Easter Sunday: The Audacity of Love and the Mandate of the Empty Tomb~The Rev Frank Bellino,OPI

Brothers and Sisters, today we do not gaze upon a sanitized or plastic version of the Resurrection. To truly grasp the blinding light of this morning, we must first acknowledge the absolute, “no-shit” brutality of Friday. Our faith is not built on a comfortable fairy tale; it is forged in the grit of a reality where hammers met nails and the air was thick with the scent of blood, sweat, and Calvary’s dust. Divine love did not offer platitudes from a safe distance; it got its hands dirty. It took the hit. Christ did not endure the cross for an abstract concept of “humanity”—He went there for you, specifically, with all your scars, your quiet regrets, and the shames you hope no one ever sees. That is the devastating weight of the love that fueled the Passion, a love that refuses to leave us where it found us.

But here is where the narrative shifts from an earthly tragedy to a cosmic revolution. Sunday morning was not merely a “comeback” or a symbolic gesture; it was the ultimate, divine “mic drop” on the power of death itself. When Christ walked out of that tomb, He didn’t just leave behind linen cloths; He left behind the authority of sin to define your identity. This is the essence of our redemption: your past is no longer a life sentence. The Resurrection proves that the darkest Friday of your life cannot hold a candle to the Sunday morning light of God’s grace. As a people of the Resurrection, we stand on the conviction that nothing—not even the grave—is final when the Creator of Life is involved. The stone was not moved to let Jesus out, but to let us in to see that the debt is paid.

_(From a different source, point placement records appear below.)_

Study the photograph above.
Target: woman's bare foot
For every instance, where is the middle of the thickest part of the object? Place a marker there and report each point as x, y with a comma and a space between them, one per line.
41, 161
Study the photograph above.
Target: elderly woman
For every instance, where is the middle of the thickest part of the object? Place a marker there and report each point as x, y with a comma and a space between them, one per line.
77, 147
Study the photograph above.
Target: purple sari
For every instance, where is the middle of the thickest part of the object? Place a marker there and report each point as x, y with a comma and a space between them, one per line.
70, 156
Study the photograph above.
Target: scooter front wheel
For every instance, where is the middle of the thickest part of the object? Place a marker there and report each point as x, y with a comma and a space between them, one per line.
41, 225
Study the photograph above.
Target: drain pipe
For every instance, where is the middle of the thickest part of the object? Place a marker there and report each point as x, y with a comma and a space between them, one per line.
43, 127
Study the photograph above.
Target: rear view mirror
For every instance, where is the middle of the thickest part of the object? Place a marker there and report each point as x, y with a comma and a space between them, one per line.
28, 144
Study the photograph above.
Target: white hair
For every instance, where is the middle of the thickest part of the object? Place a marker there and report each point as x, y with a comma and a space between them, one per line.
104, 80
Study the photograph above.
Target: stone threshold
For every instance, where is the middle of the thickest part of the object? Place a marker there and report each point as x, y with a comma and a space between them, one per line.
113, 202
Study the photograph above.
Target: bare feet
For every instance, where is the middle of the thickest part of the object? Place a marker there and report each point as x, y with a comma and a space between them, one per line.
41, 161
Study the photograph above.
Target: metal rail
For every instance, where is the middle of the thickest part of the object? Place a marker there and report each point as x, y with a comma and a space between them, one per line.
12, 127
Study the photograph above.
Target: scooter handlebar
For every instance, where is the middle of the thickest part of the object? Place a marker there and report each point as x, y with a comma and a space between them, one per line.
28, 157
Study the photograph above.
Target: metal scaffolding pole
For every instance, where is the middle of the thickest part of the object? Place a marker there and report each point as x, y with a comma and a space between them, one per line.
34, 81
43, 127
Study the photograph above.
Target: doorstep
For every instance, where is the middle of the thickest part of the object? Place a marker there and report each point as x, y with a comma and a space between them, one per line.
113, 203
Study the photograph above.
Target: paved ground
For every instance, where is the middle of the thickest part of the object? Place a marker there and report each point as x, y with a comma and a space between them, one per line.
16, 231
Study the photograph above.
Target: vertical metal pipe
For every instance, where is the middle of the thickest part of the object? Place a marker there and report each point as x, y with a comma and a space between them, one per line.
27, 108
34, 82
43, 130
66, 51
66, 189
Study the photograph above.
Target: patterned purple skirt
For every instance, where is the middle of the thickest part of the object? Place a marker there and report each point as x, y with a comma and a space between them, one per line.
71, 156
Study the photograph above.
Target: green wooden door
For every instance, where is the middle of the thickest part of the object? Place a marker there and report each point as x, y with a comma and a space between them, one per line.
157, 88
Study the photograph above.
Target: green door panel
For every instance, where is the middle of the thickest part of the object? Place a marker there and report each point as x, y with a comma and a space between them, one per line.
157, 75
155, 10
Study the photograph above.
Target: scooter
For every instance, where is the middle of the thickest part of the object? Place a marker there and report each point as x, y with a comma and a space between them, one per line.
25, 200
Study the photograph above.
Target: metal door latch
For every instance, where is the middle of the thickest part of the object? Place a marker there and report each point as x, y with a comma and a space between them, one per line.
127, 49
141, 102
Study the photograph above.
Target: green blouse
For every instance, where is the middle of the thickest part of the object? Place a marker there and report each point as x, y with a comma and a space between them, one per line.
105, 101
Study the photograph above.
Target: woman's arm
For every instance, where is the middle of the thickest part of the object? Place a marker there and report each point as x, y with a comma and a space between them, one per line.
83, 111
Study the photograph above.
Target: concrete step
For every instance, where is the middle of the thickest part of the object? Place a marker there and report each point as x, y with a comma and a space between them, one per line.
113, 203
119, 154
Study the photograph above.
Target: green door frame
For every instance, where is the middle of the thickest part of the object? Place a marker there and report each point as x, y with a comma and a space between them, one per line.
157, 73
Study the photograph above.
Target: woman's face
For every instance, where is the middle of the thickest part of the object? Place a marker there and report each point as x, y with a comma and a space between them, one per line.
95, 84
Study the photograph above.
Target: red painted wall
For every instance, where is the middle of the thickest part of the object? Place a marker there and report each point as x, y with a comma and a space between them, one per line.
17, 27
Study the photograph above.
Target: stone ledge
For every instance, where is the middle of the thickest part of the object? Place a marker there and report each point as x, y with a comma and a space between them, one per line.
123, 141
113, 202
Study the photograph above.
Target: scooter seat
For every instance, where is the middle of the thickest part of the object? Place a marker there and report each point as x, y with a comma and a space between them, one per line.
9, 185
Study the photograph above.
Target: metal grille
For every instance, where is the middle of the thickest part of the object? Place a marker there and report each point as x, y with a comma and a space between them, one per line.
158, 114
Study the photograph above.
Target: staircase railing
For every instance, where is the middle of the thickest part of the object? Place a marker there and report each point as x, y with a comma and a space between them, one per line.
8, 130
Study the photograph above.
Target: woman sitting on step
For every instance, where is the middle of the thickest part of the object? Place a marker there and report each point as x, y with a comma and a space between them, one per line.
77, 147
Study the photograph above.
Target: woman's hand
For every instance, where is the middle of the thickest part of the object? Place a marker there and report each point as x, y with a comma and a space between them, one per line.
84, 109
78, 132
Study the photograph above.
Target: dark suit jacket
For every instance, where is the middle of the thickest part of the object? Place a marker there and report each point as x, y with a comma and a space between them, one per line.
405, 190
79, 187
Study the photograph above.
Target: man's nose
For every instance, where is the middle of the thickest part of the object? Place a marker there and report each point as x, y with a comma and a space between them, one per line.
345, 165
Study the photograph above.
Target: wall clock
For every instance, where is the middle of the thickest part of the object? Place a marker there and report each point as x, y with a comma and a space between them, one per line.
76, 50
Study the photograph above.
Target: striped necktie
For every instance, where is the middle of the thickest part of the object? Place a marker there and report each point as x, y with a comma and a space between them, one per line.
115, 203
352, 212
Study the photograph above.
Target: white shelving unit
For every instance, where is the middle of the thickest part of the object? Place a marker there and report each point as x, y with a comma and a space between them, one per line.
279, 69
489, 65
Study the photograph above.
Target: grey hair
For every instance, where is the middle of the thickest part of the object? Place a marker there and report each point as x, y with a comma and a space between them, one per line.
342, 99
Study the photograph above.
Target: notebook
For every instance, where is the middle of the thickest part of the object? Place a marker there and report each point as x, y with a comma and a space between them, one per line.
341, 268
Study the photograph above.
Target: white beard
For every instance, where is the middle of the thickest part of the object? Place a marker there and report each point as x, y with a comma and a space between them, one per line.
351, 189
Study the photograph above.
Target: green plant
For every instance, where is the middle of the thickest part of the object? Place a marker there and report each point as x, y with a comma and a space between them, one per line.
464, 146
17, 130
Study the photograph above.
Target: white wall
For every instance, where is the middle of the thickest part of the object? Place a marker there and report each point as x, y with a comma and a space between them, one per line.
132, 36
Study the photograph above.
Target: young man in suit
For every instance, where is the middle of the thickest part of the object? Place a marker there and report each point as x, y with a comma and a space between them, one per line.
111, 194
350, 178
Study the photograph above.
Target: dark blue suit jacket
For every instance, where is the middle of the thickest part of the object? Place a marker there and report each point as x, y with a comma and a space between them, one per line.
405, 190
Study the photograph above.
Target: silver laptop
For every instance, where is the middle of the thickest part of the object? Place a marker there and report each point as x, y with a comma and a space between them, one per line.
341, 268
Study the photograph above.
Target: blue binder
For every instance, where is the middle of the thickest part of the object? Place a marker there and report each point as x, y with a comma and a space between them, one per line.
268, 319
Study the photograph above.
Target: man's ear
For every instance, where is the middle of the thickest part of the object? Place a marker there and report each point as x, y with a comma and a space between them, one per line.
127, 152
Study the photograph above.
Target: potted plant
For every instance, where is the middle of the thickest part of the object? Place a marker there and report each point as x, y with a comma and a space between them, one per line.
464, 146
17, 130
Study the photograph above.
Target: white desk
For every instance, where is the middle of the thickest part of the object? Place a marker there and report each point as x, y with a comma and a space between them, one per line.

Now, as your Priest, I must strike the hammer down on what this means for us today. What are we actually doing with this miracle? If you walk out of this Mass, enjoy a ham dinner, and return to the same person you were yesterday, you have bypassed the power of the empty tomb. The Dominican charism—to Praise, to Bless, and to Preach—demands that our very lives become the sermon. We must stop playing small. If death is defeated, why do we live in fear? We are called to be the hands and feet of a radical, inconvenient love that seeks out the marginalized and offers mercy to the underserving. Christ did not just “feel” love for us; He acted it out.

Our mandate is not simply to “be good” or to follow a set of rules; our mandate is to be transformed. We are called to be the people who bring an infectious hope into rooms where there is none, refusing to give up on others because Christ refused to give up on us. As we celebrate this Eucharist, let the reality of the Risen Lord burn away your complacency. Do not just look at the empty tomb—become a living witness to it. The stone is rolled away, death has been exposed as a liar, and Love has won the day. Now, let us get to work and live like we actually believe it.

Happy Easter. Alleluia, He is Risen!